The director adviced the inspectors at to use sustainable methods and ensure theydo not endanger the public.
Described on their site, the Africa Institute (AI) for the Environmentally Sound Management of Hazardous and Other Wastes is both a Basel Convention Regional Centre (BCRC) for English speaking African Countries and a Stockholm Convention Regional Centre.
The Africa Institute opened its doors in 2009 and it is situated in Pretoria South Africa, hosted by and within the Department of Environmental Affairs of the Government of South Africa.
Since its establishment the Africa Institute has initiated several projects and organized workshops that address the challenges that members have raised regarding effective implementation of the conventions within the chemicals cluster.
AI provides training, capacity building, awareness raising, information exchange, and any other function that member countries may assign to it regarding environmentally sound management of chemicals and hazardous wastes and other wastes.
The institute continues to mobilize and rally its members to act together to address these problems as they are essentially trans-boundary in nature.
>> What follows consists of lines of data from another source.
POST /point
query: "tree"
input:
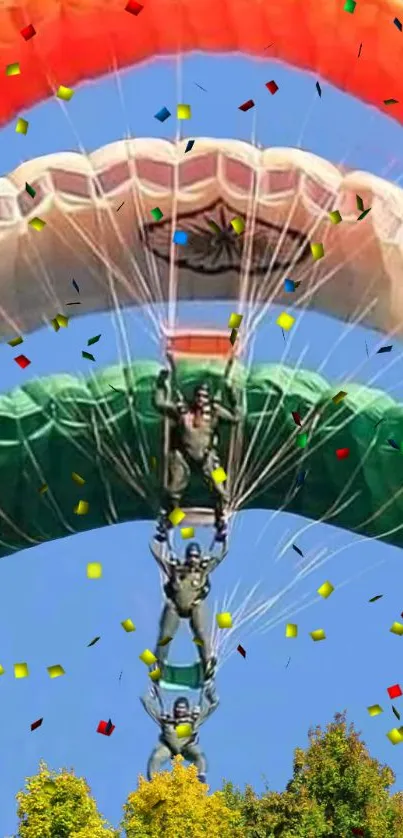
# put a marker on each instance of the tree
(59, 805)
(176, 805)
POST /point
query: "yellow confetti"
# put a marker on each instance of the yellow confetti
(176, 516)
(37, 223)
(325, 590)
(77, 478)
(318, 634)
(183, 730)
(235, 321)
(21, 126)
(219, 475)
(285, 321)
(317, 251)
(82, 507)
(224, 620)
(184, 112)
(55, 671)
(94, 570)
(21, 670)
(148, 657)
(65, 93)
(128, 625)
(374, 709)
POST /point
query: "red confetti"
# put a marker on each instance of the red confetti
(28, 32)
(247, 105)
(134, 8)
(106, 728)
(395, 691)
(272, 87)
(22, 361)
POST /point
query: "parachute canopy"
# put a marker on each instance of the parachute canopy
(106, 431)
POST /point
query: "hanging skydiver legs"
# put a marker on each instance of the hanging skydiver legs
(170, 744)
(186, 588)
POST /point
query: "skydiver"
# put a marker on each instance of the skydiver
(186, 588)
(170, 745)
(194, 436)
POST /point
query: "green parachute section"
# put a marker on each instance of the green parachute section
(106, 430)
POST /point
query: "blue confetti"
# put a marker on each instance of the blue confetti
(162, 115)
(180, 237)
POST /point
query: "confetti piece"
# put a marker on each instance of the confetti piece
(22, 361)
(235, 321)
(106, 728)
(335, 217)
(285, 321)
(13, 69)
(55, 671)
(94, 570)
(272, 87)
(219, 475)
(28, 32)
(238, 224)
(21, 670)
(30, 189)
(65, 93)
(302, 440)
(37, 223)
(162, 115)
(128, 625)
(374, 709)
(77, 478)
(184, 730)
(176, 516)
(21, 126)
(318, 634)
(325, 590)
(148, 657)
(317, 251)
(339, 397)
(134, 8)
(183, 112)
(224, 620)
(82, 507)
(247, 106)
(395, 691)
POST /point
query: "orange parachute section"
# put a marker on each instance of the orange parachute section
(80, 39)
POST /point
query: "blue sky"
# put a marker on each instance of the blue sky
(49, 609)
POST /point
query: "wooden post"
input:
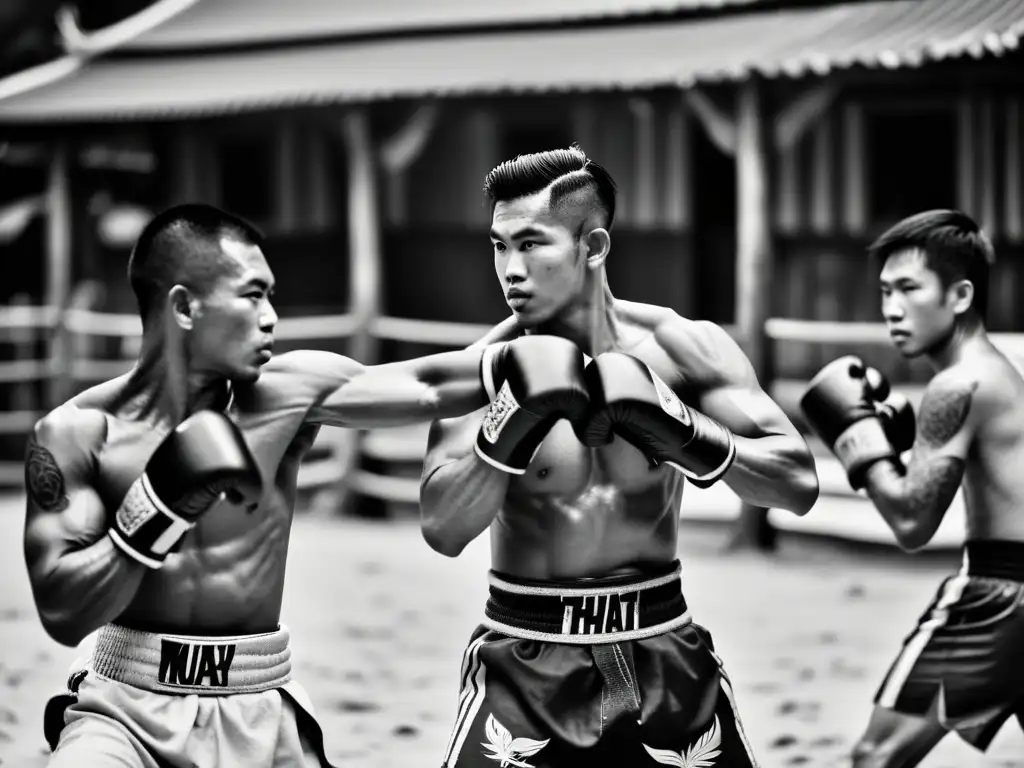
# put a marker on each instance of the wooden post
(365, 290)
(364, 235)
(58, 256)
(754, 263)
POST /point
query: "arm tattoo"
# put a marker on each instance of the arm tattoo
(936, 485)
(43, 478)
(944, 414)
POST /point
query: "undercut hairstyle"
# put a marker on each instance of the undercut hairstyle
(579, 186)
(953, 245)
(181, 246)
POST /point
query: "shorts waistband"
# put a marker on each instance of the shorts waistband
(185, 664)
(588, 612)
(994, 559)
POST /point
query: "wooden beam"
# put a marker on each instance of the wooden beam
(364, 233)
(822, 169)
(678, 198)
(288, 204)
(721, 127)
(803, 113)
(754, 264)
(988, 214)
(644, 163)
(788, 199)
(1013, 199)
(967, 198)
(753, 224)
(58, 262)
(854, 169)
(399, 152)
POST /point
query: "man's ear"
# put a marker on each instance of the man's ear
(597, 244)
(182, 307)
(961, 295)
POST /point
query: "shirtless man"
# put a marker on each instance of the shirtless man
(160, 505)
(963, 668)
(587, 654)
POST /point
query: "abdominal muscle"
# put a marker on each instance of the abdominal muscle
(587, 513)
(227, 579)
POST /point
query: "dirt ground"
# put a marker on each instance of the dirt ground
(379, 624)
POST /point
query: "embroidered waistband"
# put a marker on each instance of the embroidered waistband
(185, 664)
(587, 612)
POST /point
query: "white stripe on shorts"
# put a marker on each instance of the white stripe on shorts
(472, 690)
(911, 651)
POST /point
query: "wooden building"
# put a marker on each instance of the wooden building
(755, 141)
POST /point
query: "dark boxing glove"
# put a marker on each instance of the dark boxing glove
(631, 400)
(204, 457)
(898, 421)
(532, 382)
(842, 404)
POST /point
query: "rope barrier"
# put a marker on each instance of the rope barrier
(324, 472)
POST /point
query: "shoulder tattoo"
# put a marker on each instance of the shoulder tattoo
(944, 412)
(940, 481)
(43, 478)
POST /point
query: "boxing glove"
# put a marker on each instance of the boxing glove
(841, 406)
(898, 421)
(631, 400)
(532, 382)
(205, 457)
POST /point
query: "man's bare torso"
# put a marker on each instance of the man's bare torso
(227, 576)
(581, 512)
(993, 477)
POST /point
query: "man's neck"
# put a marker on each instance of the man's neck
(166, 387)
(965, 336)
(591, 324)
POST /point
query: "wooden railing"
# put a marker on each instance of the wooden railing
(67, 372)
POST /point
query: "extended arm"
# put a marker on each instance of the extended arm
(532, 382)
(460, 493)
(80, 580)
(913, 501)
(773, 466)
(348, 394)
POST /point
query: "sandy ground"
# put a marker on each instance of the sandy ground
(380, 623)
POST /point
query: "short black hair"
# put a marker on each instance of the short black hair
(953, 245)
(576, 182)
(181, 246)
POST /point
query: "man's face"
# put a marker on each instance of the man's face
(915, 307)
(537, 259)
(233, 328)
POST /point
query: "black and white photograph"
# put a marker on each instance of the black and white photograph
(512, 383)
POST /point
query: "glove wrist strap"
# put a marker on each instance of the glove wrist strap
(144, 528)
(859, 445)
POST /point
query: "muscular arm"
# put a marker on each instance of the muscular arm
(80, 580)
(773, 466)
(460, 494)
(913, 501)
(345, 393)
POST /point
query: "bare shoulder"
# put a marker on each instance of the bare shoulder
(704, 352)
(102, 395)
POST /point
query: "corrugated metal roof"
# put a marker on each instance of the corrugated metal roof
(224, 23)
(786, 42)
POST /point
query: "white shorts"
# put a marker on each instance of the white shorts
(153, 700)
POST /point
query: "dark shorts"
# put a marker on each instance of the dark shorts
(658, 697)
(965, 660)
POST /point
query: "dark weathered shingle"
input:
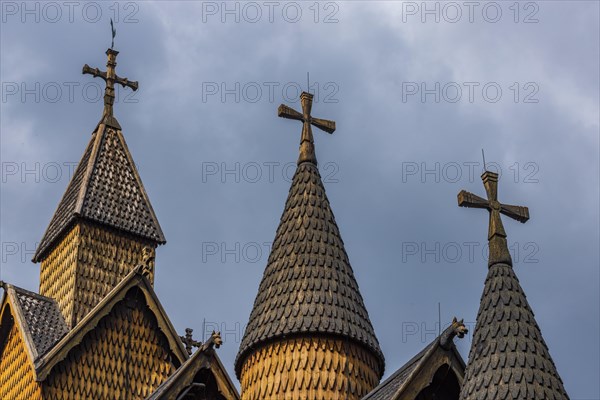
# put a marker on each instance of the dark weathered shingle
(390, 387)
(509, 358)
(43, 320)
(308, 285)
(105, 188)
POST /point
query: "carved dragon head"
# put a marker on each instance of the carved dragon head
(456, 328)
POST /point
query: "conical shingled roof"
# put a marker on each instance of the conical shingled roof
(106, 188)
(509, 359)
(308, 286)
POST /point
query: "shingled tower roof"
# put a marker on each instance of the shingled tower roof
(106, 187)
(308, 287)
(509, 358)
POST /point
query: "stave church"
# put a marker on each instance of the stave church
(97, 330)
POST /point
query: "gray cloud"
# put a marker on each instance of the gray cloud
(375, 165)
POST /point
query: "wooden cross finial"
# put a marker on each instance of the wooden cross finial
(496, 235)
(307, 145)
(188, 341)
(110, 77)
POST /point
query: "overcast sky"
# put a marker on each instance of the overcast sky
(417, 90)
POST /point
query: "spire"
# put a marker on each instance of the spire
(308, 289)
(496, 235)
(106, 186)
(110, 77)
(307, 144)
(509, 358)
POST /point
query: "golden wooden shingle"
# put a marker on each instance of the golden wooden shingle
(309, 334)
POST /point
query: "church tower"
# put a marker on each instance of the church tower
(309, 335)
(103, 221)
(509, 358)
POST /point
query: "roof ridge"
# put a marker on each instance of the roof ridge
(44, 364)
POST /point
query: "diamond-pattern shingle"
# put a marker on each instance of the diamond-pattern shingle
(105, 188)
(44, 321)
(308, 285)
(509, 358)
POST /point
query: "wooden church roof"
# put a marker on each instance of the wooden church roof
(41, 322)
(508, 358)
(106, 188)
(308, 286)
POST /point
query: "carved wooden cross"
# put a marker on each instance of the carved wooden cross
(188, 341)
(496, 235)
(110, 77)
(307, 146)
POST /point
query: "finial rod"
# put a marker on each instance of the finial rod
(114, 33)
(483, 155)
(307, 148)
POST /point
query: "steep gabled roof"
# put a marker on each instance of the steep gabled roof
(135, 278)
(204, 358)
(39, 319)
(308, 286)
(106, 188)
(395, 386)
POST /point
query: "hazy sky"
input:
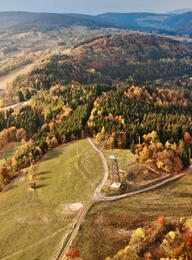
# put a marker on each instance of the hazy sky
(93, 6)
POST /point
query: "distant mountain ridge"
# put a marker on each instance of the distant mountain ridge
(180, 24)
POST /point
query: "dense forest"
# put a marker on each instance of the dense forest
(119, 88)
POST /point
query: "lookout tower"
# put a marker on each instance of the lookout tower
(115, 171)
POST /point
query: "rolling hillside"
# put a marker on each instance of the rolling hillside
(168, 23)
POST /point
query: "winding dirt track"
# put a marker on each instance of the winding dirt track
(98, 197)
(82, 213)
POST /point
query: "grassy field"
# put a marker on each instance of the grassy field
(37, 221)
(109, 224)
(133, 175)
(8, 151)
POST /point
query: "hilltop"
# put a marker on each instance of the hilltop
(168, 23)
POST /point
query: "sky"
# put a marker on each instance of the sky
(94, 6)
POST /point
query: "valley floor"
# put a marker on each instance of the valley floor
(34, 224)
(108, 225)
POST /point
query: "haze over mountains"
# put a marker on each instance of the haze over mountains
(170, 23)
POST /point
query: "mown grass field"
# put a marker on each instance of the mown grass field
(8, 151)
(125, 157)
(108, 225)
(36, 222)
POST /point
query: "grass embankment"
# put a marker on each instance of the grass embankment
(66, 175)
(8, 151)
(108, 225)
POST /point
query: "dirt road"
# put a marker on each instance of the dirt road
(98, 197)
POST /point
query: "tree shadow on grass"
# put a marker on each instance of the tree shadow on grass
(41, 186)
(53, 154)
(184, 195)
(43, 173)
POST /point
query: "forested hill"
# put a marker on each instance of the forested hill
(124, 88)
(136, 58)
(143, 57)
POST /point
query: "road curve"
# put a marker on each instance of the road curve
(80, 217)
(98, 197)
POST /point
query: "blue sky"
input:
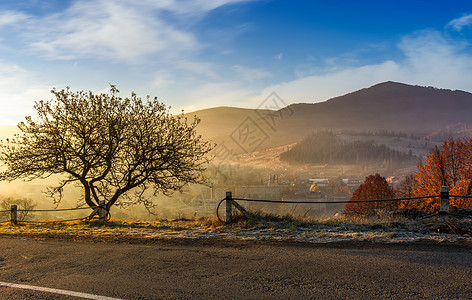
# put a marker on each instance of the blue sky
(205, 53)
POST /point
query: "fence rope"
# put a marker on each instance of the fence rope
(334, 202)
(51, 210)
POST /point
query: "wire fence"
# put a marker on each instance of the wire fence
(443, 197)
(99, 211)
(334, 202)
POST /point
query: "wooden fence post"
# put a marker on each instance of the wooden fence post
(444, 200)
(102, 212)
(14, 214)
(229, 207)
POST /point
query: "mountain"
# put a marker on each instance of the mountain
(390, 106)
(387, 106)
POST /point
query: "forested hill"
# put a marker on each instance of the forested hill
(387, 106)
(326, 148)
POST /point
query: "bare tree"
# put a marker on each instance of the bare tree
(114, 148)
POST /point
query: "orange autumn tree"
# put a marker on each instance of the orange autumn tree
(374, 187)
(450, 165)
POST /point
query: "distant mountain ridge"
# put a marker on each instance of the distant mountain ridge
(388, 106)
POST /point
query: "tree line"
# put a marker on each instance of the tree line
(449, 165)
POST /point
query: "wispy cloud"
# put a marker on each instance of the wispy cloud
(11, 18)
(121, 30)
(18, 91)
(461, 22)
(429, 59)
(251, 74)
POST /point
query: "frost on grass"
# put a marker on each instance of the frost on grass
(258, 228)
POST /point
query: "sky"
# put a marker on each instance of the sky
(205, 53)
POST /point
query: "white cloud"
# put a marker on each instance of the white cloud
(108, 30)
(461, 22)
(18, 91)
(11, 18)
(430, 60)
(120, 30)
(251, 74)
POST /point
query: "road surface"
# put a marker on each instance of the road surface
(244, 270)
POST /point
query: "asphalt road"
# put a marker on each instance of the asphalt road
(216, 269)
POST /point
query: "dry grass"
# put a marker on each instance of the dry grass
(261, 226)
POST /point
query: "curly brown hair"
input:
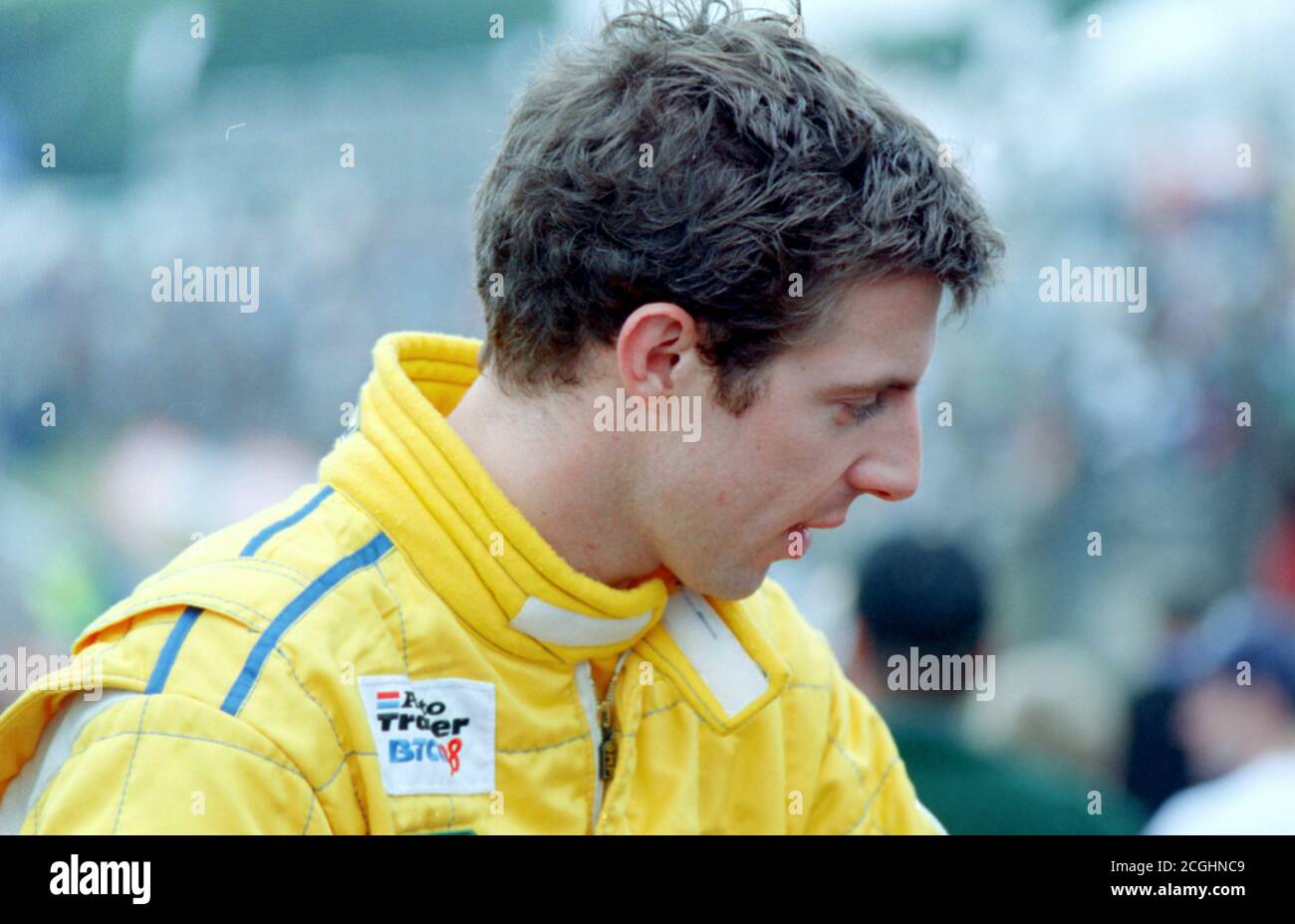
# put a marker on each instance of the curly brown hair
(768, 158)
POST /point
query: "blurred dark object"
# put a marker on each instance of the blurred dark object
(931, 595)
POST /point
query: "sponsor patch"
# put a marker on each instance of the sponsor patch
(431, 737)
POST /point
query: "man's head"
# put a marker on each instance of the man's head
(704, 205)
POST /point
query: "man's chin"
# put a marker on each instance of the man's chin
(733, 583)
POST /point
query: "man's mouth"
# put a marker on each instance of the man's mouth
(799, 536)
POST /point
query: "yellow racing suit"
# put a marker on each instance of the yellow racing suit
(395, 650)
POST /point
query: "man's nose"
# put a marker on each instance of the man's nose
(892, 466)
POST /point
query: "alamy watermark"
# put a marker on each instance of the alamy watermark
(1114, 285)
(658, 413)
(33, 669)
(208, 284)
(935, 672)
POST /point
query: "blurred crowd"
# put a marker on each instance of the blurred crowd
(130, 427)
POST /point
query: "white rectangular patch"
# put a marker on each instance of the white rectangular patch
(431, 737)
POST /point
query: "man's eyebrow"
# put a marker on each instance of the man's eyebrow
(850, 388)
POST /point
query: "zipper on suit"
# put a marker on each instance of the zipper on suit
(590, 700)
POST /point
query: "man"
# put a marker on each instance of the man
(1235, 720)
(510, 605)
(928, 594)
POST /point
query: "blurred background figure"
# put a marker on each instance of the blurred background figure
(1234, 718)
(976, 774)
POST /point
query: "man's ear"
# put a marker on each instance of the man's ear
(650, 344)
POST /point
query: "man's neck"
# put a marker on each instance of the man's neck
(545, 457)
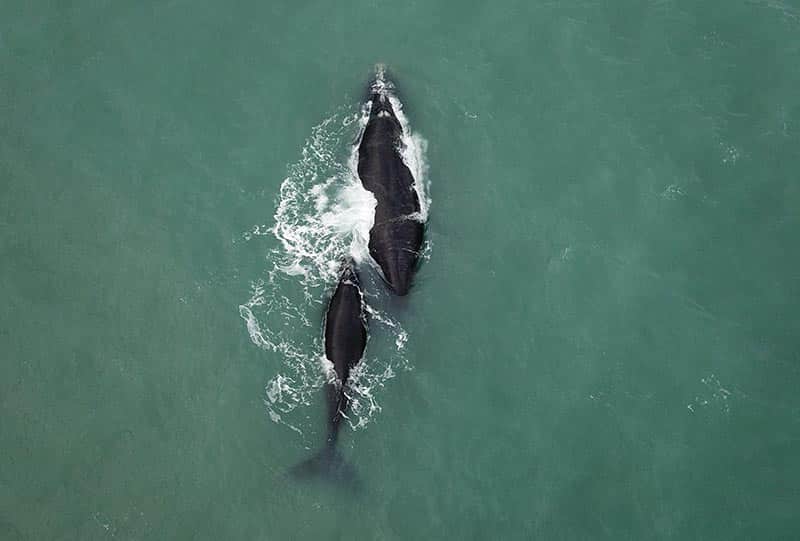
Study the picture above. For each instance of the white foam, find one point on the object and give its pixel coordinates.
(323, 213)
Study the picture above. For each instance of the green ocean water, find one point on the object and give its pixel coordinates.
(603, 340)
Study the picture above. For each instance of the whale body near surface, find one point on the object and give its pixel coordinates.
(397, 232)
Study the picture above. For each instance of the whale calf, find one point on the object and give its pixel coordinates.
(345, 341)
(397, 232)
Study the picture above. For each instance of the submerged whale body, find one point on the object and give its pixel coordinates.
(345, 340)
(396, 235)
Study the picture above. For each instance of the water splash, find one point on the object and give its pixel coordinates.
(323, 214)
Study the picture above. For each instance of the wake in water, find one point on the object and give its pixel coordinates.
(324, 214)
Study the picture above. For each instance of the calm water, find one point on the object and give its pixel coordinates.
(601, 344)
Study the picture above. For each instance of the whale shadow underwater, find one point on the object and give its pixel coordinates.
(345, 341)
(395, 241)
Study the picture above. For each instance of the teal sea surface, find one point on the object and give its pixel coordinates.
(603, 338)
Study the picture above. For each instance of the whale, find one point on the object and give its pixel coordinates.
(345, 340)
(396, 236)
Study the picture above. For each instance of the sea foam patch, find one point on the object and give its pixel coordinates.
(323, 214)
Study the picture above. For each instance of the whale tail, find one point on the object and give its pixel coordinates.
(327, 464)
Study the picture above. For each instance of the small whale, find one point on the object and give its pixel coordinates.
(345, 340)
(397, 232)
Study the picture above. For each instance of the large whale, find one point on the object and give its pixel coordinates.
(345, 340)
(396, 235)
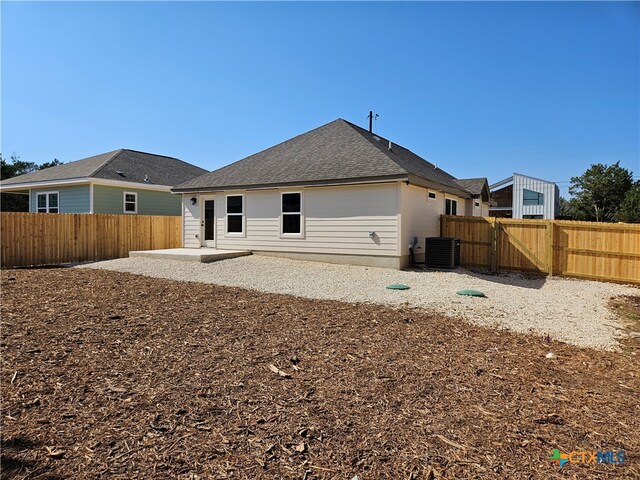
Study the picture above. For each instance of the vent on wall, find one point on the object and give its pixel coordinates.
(442, 252)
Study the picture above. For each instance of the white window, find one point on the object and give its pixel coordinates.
(235, 214)
(130, 202)
(450, 206)
(291, 210)
(47, 202)
(529, 197)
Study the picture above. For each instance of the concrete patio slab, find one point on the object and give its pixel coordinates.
(199, 255)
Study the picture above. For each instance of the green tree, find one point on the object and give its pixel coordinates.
(565, 209)
(13, 202)
(598, 192)
(629, 210)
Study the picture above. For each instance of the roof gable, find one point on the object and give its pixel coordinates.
(337, 151)
(134, 167)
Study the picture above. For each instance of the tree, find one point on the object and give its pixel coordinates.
(629, 210)
(13, 202)
(598, 192)
(15, 167)
(565, 209)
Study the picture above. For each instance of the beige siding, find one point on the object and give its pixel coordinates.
(421, 216)
(191, 222)
(336, 220)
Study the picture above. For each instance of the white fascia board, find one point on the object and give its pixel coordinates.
(501, 183)
(82, 181)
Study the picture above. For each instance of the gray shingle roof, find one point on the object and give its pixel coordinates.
(473, 185)
(134, 165)
(337, 151)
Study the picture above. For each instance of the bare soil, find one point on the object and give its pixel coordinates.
(109, 374)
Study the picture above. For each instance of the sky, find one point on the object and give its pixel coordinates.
(481, 89)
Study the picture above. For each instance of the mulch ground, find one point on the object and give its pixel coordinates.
(114, 375)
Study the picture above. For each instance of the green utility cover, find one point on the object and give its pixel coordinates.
(470, 293)
(398, 286)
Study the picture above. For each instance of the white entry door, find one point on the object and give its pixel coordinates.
(208, 222)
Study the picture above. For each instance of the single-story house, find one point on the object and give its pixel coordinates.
(122, 181)
(522, 196)
(338, 193)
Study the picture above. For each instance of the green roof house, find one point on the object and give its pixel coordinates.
(119, 182)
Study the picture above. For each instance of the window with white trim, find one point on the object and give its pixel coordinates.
(450, 206)
(47, 202)
(235, 214)
(130, 202)
(529, 197)
(291, 210)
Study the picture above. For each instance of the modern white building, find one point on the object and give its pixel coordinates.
(522, 196)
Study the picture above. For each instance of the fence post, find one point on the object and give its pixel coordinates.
(550, 245)
(494, 245)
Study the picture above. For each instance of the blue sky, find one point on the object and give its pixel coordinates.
(483, 89)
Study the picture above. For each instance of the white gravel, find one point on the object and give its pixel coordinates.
(574, 311)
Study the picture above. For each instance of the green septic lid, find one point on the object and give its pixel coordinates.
(471, 293)
(398, 286)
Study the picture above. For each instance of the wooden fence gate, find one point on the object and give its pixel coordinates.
(599, 251)
(49, 238)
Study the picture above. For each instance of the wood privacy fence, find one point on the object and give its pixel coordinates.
(599, 251)
(49, 238)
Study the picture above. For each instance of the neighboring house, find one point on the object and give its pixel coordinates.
(122, 181)
(338, 193)
(521, 196)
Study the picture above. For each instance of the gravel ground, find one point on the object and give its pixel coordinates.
(573, 311)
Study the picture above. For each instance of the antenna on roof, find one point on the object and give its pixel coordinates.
(371, 118)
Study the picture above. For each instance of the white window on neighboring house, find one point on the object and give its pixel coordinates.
(47, 202)
(291, 211)
(130, 200)
(450, 206)
(235, 214)
(529, 197)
According to AI, waste and chemicals management in most African countries are relatively deficient mainly due to lack of technical and financial capacity.
Information provided by AI on country profile studies and workshops have enabled members countries to identify most of the waste and chemicals management problems that surround them.
There are now eight countries that have ratified the Africa Institute agreement, namely: Botswana, Lesotho, Mauritius, Namibia, Nigeria, Tanzania, South Africa and Zambia.